Saturday, July 13, 2013

Economically Speaking.


I’ve been working for a company this week that gives money to incredible justice and human rights projects around the world, so my head’s been ticking a bit about money.  This place is amazing because it doesn’t think “there isn’t money, how do we get some?” rather, “there is money somewhere, so let’s consider infrastructure”.  Meanwhile, I have this rather dire conversation with one of my favorite coaches in which he looks at the roles I sing and says, “Okay—let’s say you sing these better than any single other person—companies already know who they’re going to hire for these parts.  And who does any of these operas anyway?”  Now, I could vaguely blame America for that conversation.  Or the recession,  Or my 18 year-old self.  But, brilliant economist that I am (ahem.), it made me wonder: does this tightening of the job opportunities in opera benefit the actual quality of the market?  Let’s take me out of it (who knows if I’m good—who knows who is).  Let’s look at this like Darwin:

Fewer jobs = only the best get hired = better productions = those singers are paid an overall more sustainable wage as a whole??

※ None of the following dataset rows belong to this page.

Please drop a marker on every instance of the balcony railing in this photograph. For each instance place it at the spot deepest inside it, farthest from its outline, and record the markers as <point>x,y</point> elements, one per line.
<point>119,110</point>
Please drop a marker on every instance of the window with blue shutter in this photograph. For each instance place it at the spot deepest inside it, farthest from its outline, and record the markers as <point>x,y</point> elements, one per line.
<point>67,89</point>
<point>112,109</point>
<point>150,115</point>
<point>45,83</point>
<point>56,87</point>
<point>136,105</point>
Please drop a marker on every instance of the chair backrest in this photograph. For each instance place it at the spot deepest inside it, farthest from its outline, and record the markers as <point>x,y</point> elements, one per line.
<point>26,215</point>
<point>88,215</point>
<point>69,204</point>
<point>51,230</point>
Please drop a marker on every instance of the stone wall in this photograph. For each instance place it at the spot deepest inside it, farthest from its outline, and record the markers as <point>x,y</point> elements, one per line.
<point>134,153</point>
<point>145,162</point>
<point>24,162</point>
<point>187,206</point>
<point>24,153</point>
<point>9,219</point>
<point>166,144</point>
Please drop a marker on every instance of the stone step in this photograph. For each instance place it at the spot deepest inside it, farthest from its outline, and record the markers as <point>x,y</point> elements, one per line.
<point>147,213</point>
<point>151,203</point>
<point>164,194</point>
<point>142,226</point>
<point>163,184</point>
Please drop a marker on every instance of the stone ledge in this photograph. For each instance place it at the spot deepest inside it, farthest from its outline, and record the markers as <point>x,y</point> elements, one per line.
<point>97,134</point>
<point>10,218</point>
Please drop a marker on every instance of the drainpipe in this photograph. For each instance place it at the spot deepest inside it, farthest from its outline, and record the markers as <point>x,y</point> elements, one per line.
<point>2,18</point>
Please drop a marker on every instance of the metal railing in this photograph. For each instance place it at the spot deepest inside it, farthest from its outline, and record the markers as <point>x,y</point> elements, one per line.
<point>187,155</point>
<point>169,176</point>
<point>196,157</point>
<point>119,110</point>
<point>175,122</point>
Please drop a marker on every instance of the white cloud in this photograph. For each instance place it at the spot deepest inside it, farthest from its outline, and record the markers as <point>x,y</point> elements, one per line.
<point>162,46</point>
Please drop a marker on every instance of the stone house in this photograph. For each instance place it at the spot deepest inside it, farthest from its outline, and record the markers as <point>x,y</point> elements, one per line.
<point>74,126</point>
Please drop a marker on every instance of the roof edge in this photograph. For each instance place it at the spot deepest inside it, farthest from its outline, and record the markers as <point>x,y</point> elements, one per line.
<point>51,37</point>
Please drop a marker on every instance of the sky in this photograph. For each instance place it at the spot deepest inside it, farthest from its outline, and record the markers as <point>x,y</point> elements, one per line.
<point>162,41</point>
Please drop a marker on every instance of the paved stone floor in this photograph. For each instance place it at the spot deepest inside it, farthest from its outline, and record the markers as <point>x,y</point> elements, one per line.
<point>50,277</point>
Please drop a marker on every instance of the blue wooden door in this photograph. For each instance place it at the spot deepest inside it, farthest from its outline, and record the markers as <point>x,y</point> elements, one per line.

Throw in a few entitled, a few conductor-darlings, and you have yourself an evolved industry!  Included or not, I would actually be all for that.  And in this hypothetical system, instead of appealing to the masses, we do the opposite: we embrace opera’s learned nuance, its weirdness, its gender and race dysmorphia, close it off to everyone but a small insider’s club and call it what it has been for audiences and what it threatens to be for singers: elite.  Gasp!  Horror!  Forget these words ever existed on Questaway!! 

But understanding this as a possibility is actually really interesting… I don’t think it would better society, but it would create the sustained system everyone has been craving.  Because, unlike theater and modern dance and jazz, broke singers (on the whole) aren’t creating work that is provoking and unconventional—they are scraping by to pay for more training.   In fact, they are scraping by to make breaks at companies that are scraping by.  In this, they are creating a secondary market that is exactly the same as the first (enjoyed and supported by just an elite club—I’m sorry, it’s true).  Yet, there’s a distinct sustainability problem with this second market: it’s funded for and by scrapers (read: there’s no money).  So instead of this under-employed mass putting pressure on the larger institutions or helping to grow the mid-level institutions (yep, I do love Gotham), they slowly drop out.  That may be honorable, but is it responsible…

Hypothetical drunk uncle at Thanksgiving: “…to yourself?”
Real Questie after reading about George Soros:  “to the industry?”